I was just bestirring myself to pack when I was interrupted by a knock at the door and what sounded like several objects being dropped on the floor. What I found when I opened the door was both unexpected and yet completely unsurprising. Selena Jardine and Julia Larwood, both crouched on the floor, hastily shovelling items back into Julia's bag.

Noticing the door had opened, they both stood, Selena with the smooth grace of a cat, Julia stumbling a bit over her hairbrush and catching at the doorknob to stop herself from falling. This also was to be expected. What was unusual was seeing them in Oxford- I was more apt to travel to London than they were to make the trip up.

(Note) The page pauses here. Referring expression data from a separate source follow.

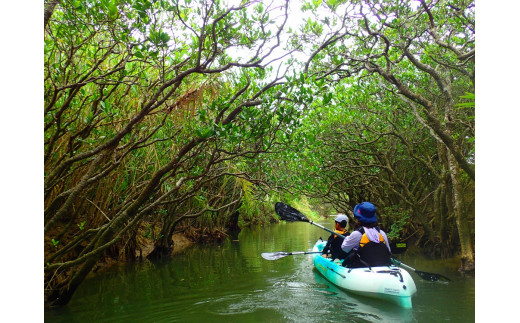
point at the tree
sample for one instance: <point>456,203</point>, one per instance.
<point>144,106</point>
<point>388,58</point>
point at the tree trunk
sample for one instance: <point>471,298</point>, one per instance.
<point>48,11</point>
<point>467,255</point>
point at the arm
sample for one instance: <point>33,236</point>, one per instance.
<point>326,249</point>
<point>351,242</point>
<point>386,240</point>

I reached down to pick up the hairbrush and a lipstick that Julia had missed, and handed them over as they explained to me the reason for their visit- the same dinner that I had objected to attending. Not wanting to arrive in a state of dishevelment (as asserted by Selina), they had hoped or perhaps assumed that they could impose upon me for a place to change when they arrived.

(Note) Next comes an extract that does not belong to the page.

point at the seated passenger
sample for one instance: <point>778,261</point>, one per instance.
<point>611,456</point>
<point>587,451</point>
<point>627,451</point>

I cannot say I was pleased by this turn of events, as I had my mind set on a quieter dinner with more pleasant company. However, their presence meant that I could not in good conscience refuse to attend, so I resigned myself to the prospect.

 

When they emerged, not only had they changed their clothes, but Selena had managed to do something with Julia's hair so that whilst it looked no less dishevelled than usual, it somehow managed to look artfully dishevelled. I was rather impressed and told Selena so, whilst Julia was looking for her evening bag.

"It's all in knowing your subject," Selena replied with a conspiratorial grin. "Go with the flow, as they say. It will revert eventually, but she should make a good first impression, at least."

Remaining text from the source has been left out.